Мне хотелось резко потрясти его, разбудить, спросить, заставить вспомнить. Но, когда я вновь на него посмотрел, то увидел хрупкого, старого-старого человека, удерживающегося в этом мире, в этой жизни на тончайшей нити, уже почти оборвавшейся, словно бумажный змей, парящий в облаках какого-то иного будущего. Нет, я не мог нарушить его сон, как не смог нарушить бы сон ребенка. Но я решил, что позже, после того, как завершатся сегодняшние празднества, я еще раз с ним поговорю, осторожно «прощупаю», постараюсь пробудить память, хоть какой-то клочок, что-нибудь, за что мне ухватиться.

В мирной тишине и спокойствии этой комнаты я тоже закрыл глаза и немного поспал, как и этот старый усталый человек, и проснулся, несколько смущенный, когда зашла леди Куинсбридж, которая нас искала, а за ней следовали и остальные. И вот мы начали праздновать Рождество. Я делал все, что мог, чтобы скрыть усиливающуюся лихорадку и болезнь, и наслаждался, насколько получалось, празднованием, развлечениями и веселой компанией.

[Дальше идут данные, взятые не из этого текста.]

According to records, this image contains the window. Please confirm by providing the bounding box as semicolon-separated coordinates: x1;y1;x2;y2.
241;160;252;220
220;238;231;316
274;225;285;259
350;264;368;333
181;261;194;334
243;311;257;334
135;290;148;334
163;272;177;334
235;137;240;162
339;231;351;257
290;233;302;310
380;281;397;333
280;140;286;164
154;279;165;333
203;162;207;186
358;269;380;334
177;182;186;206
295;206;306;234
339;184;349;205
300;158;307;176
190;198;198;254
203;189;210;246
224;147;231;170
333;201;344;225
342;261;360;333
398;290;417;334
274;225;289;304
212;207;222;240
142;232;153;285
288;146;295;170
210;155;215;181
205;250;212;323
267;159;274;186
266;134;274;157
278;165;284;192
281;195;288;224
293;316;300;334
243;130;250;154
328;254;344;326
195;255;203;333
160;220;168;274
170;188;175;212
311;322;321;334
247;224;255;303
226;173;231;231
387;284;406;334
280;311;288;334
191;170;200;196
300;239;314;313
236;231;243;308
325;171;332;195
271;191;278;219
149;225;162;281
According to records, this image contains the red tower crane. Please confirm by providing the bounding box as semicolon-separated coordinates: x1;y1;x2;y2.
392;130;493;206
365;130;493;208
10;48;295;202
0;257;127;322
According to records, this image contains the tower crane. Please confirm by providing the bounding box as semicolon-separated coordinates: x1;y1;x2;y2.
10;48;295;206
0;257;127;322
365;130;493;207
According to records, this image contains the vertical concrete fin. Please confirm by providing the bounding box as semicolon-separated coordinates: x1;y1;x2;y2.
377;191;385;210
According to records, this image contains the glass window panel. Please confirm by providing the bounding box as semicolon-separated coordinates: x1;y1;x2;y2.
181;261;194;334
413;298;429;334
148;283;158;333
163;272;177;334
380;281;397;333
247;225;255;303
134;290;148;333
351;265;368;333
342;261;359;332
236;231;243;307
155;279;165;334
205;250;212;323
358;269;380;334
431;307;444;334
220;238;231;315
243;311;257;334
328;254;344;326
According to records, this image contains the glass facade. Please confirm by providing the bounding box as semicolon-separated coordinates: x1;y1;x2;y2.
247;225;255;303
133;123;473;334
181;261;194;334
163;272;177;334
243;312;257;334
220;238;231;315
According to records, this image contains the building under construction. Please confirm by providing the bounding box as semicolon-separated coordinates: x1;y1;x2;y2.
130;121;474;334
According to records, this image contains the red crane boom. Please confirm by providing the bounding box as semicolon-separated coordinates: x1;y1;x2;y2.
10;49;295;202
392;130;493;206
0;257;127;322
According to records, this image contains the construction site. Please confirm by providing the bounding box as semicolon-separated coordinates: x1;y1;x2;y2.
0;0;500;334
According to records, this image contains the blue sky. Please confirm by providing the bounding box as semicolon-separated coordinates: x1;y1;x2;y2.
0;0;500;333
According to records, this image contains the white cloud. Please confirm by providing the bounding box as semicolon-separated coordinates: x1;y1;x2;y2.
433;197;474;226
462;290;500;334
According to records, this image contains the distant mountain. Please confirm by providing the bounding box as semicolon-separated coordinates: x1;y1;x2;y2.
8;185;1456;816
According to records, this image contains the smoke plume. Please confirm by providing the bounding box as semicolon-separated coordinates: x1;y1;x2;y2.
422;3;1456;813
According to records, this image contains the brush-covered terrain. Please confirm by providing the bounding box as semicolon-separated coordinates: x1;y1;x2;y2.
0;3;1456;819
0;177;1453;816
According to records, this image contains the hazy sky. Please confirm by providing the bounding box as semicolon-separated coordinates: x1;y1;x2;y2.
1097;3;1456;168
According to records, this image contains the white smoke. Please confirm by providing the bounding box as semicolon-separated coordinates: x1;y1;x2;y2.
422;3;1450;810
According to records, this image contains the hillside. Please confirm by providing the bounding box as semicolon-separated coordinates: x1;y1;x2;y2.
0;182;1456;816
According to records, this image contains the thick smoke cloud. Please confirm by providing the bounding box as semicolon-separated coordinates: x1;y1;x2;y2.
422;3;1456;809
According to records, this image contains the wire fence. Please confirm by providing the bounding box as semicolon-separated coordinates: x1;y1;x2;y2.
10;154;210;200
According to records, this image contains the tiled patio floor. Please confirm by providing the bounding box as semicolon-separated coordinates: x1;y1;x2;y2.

Мне это удавалось до вечера, пока я опять не свалился, но на сей раз дело было куда серьезнее. Послали за врачом, двое слуг помогли мне добраться до кровати, и много дней я был ужасно болен. Я метался в жару, невыносимо болела голова, я все дальше и дальше соскальзывал в темный водоворот бреда, уже толком не зная ни кто я такой, ни где нахожусь. За мной ухаживали с величайшей преданностью, а я был настолько слаб и плох, что мог лишь с благодарностью принимать заботу.

11

Как мне помнится, когда я последний раз был в этой комнате, в кресле у камина дремал древний старик.

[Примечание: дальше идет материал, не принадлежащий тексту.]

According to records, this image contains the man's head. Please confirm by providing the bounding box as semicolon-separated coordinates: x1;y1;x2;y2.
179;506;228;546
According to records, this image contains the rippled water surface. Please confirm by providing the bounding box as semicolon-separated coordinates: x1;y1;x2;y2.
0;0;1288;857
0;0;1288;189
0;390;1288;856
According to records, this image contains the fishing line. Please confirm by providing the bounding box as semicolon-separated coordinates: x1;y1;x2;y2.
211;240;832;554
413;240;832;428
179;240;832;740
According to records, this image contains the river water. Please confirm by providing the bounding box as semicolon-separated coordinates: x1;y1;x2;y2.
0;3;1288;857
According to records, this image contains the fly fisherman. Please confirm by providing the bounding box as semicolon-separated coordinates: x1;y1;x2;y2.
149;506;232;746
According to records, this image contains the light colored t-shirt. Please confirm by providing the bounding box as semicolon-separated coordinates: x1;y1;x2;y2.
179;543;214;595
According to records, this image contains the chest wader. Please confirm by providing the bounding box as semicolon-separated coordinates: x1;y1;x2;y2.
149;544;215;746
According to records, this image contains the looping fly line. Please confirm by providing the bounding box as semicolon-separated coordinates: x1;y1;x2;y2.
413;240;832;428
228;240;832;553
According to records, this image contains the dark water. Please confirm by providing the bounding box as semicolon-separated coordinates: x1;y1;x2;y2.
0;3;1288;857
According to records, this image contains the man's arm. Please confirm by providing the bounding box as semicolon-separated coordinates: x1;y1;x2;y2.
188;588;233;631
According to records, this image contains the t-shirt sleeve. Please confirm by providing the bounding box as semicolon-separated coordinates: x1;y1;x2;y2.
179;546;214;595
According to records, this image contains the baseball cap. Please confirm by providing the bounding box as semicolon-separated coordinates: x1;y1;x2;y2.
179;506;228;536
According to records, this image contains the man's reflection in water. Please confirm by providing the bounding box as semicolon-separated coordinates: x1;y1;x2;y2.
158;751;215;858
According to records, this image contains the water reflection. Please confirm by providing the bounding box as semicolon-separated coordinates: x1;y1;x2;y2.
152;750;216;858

Теперь же я сам был этим стариком, или, во всяком случае, чувствовал себя, как он: я сижу здесь, и ноги мои укутаны пледом. Но в комнате не холодно, и даже тоненький солнечный лучик светит в окно. Мне видны белые облачка на бледном, водянистом небе.

— Вы что-нибудь хотите? Вы мне только скажите. — Леди Куинсбридж села рядом, полуобернувшись ко мне, так, чтобы видеть и что за окном, а на коленях у нее лежало вышивание.